November 30, 2012

Demystifying Big Data

John Pavolotsky

Much has been written in business journals and blogs about "Big Data," which refers to the recent proliferation in data volumes and types that are so large, diverse, and unstructured it is difficult for current technologies to store and analyze. In short, the rapid innovation and deployment of technologies that capture data - from GPS-enabled smartphones and tablets, to RFID tags, to the millions of cameras used by business and consumers to record daily activities - has outpaced the development of technologies to store, organize, and analyze the massive data sets.

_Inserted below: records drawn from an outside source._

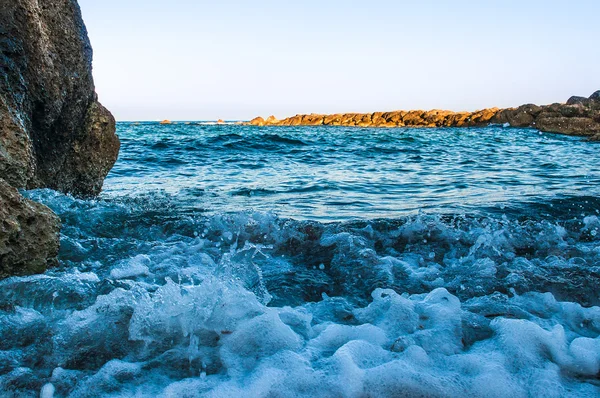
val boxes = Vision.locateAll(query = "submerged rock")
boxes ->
[0,0,119,277]
[0,179,60,279]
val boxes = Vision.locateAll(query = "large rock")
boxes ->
[535,116,600,136]
[0,0,120,278]
[531,92,600,137]
[0,178,60,279]
[0,0,120,196]
[492,104,543,127]
[249,116,265,126]
[566,96,590,106]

The Harvard Business Review devoted its October 2012 issue to the subject of Big Data, with articles titled "Big Data: The Management Revolution," "Making Advanced Analytics Work for You," and "Data Scientist: The Sexiest Job of the 21st Century." Many articles address various technologies designed to help manage Big Data, and others discuss the advantages Big Data can bring to a company's marketing efforts or warn of the dangers of Big Data to individual privacy. At least one recent article, "The Death of Big Data," published on October 4, 2012, on, argues that "Big Data" will soon become "Any Data," because massive data volumes, comprised predominantly of unstructured data, are quickly becoming the norm. While business publications have written widely about Big Data, legal commentators have written sparingly on the subject. This article will explore the unique and not-so-unique legal issues that it raises.

The Business of Big Data

The tools and business applications of Big Data are varied and many. Developers are increasingly offering software applications that ingest, organize, and store data streams, such as social media feeds. To help cope with this massive collection of data, other technology vendors are focused on data integration, which becomes extremely important if your data is stored on a variety of unconnected devices in different formats, or analytical tools to help extract useful business information form the collected data. Collectively, these technology companies are trying to advance algorithms to harness the massive collected data to assist in better product development, power targeted advertising, devise more effective marketing campaigns, power e-commerce recommendation engines, assist dynamic pricing, or improve any number of other business functions.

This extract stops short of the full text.